Il existe dans le sud de Bahia une qualité de lumière d’après-midi que je n’avais rencontrée nulle part ailleurs au Brésil — ambrée et épaisse, le genre qui transforme l’église blanche au fond du Quadrado en quelque chose de presque incandescent. Je suis arrivé à Trancoso un mardi de fin novembre, descendant d’un taxi cabossé depuis Porto Seguro dans un silence que je n’attendais pas. Pas de voitures sur l’herbe. Pas de précipitation. Juste un rectangle de façades aux couleurs vives et le murmure discret de quelqu’un grattant une viola caipira sur un porche à deux maisons de là.

Le Quadrado

Les Jésuites ont tracé le Quadrado en 1586 comme une sorte de contrepoint ordonné à la nature atlantique qui pressait de tous côtés. Ils sont partis depuis longtemps, et ce qui reste est quelque chose de plus vivant que tout ce que la doctrine aurait pu bâtir. Les maisons — bleu cobalt, jaune mangue, le vert d’un récif peu profond — courent le long des quatre côtés d’une grande pelouse que le village appelle simplement « la place ». À l’extrémité orientale, l’Igreja de São João Batista se tient dans une modestie blanchie à la chaux et enjouée, une église qui semble plus surprise d’être là que quoi que ce soit d’autre.
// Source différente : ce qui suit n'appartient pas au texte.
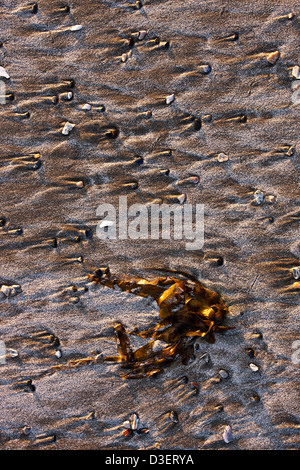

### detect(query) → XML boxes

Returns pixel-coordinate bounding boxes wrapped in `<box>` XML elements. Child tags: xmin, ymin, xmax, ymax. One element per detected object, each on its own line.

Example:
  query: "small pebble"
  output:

Lia s’est installée à une table dehors chez Capim Santo, sur le bord nord, et a commandé une moqueca de camarão qui est arrivée dans un pot en argile exhalant encore de la vapeur, embaumant l’huile de dendê, le lait de coco et la mer en contrebas de la falaise. Nous avons mangé lentement. C’était le seul rythme qui convenait.
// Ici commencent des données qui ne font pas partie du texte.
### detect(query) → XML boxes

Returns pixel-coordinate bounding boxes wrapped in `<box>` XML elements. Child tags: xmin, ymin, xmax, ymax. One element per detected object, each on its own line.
Les Falaises et Praia dos Nativos

Un court sentier descend depuis le bord oriental du Quadrado le long de falaises de latérite rouge jusqu’aux plages en contrebas. L’oxyde de fer dans la roche donne à tout une teinte presque martienne sous le soleil bas. Praia dos Nativos est la plus tranquille des plages — un long arc de sable pâle avec des kiosques dont les menus n’ont pas changé depuis quinze ans. J’ai nagé plus loin que je n’aurais dû, laissé l’Atlantique me repousser vers le rivage, et flotté un moment à regarder cette arête d’argile rouge contre le ciel bleu. La surprise : depuis l’eau, le village disparaît entièrement. Il n’y a plus que la falaise et la forêt, et le sentiment d’être quelque part de véritablement reculé, même si le dîner et une Brahma fraîche sont à quinze minutes à pied.

Trouver la Version Plus Lente

Trancoso attire le gratin international — il y a des pousadas-boutique sur la Rua do Pontal qui pratiquent des tarifs de São Paulo et servent du ceviche à des gens en lin. Cette couche est réelle et ce n’est pas pour ça que j’étais là. La version que j’ai préférée s’est révélée tôt le matin, avant l’ouverture des restaurants, quand des vieux messieurs jouaient aux dominos sur les bancs du Quadrado et que l’odeur de tapioca fraîche s’échappait d’une fenêtre du côté ouest. Ce Trancoso-là est encore là, juste en dessous.

Quand y aller : De décembre à mars, c’est la haute saison — chaude, festive et bondée. Arriver fin novembre ou en avril permet de profiter de toute la chaleur et des couleurs avec nettement moins de monde et des prix plus honnêtes.